Un projet de loi sur l’avortement médicalisé, en cas de malformation congénitale, de viol, d’inceste ou de cas particulier, comme le handicap mental, a été soumis à deux reprises aux députés du Parlement. Il a été retiré, sans qu'aucune explication officielle n'ait été donnée.

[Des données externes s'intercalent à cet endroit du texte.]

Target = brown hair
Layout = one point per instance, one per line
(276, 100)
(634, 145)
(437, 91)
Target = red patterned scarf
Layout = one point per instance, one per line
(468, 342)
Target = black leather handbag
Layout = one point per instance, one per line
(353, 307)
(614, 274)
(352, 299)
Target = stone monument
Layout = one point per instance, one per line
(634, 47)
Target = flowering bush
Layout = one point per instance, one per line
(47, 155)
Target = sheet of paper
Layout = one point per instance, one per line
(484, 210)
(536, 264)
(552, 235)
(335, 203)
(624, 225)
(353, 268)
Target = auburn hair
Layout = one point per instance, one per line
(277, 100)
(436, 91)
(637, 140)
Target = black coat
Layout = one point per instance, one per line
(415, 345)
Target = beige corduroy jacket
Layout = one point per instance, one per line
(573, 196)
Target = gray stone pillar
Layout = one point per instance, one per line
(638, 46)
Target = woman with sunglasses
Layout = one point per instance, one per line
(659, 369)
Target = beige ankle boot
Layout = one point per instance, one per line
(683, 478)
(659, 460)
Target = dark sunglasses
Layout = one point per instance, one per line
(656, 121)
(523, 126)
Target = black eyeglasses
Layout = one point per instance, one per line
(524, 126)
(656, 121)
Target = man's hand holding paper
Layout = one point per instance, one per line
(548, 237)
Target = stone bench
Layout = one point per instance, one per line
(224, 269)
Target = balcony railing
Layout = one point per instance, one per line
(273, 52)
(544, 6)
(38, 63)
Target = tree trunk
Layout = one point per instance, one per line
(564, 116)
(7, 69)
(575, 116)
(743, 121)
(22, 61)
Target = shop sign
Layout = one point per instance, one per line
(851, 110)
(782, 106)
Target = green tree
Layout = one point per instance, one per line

C'était à la période où le Parti de la justice et du développement (PJD, aujourd'hui dans l'opposition) menait l'attelage gouvernemental.
Au cours du mois d'octobre dernier, Aawatif Hayar, ministre de la Famille, de la Solidarité et de l’Insertion sociale avait assuré au Parlement, dont les députés étaient réunis en séance plénière, que la révision de ces dispositions du Code pénal faisaient l’objet «d’un intérêt sérieux du gouvernement». Mais la ministre avait aussi par ailleurs souligné que les propositions des ONG et des partis se devaient de «respecter la charia (la loi islamique, organisant principes et règles émanant de l'islam, qui codifie droits et devoirs, Ndlr) et être acceptées par la société marocaine».
Pour le professeur Chafik Chraïbi, cette évidence: ce sont «le pouvoir religieux et le conservatisme des Marocains» qui, actuellement, «bloquent la dépénalisation de l'avortement».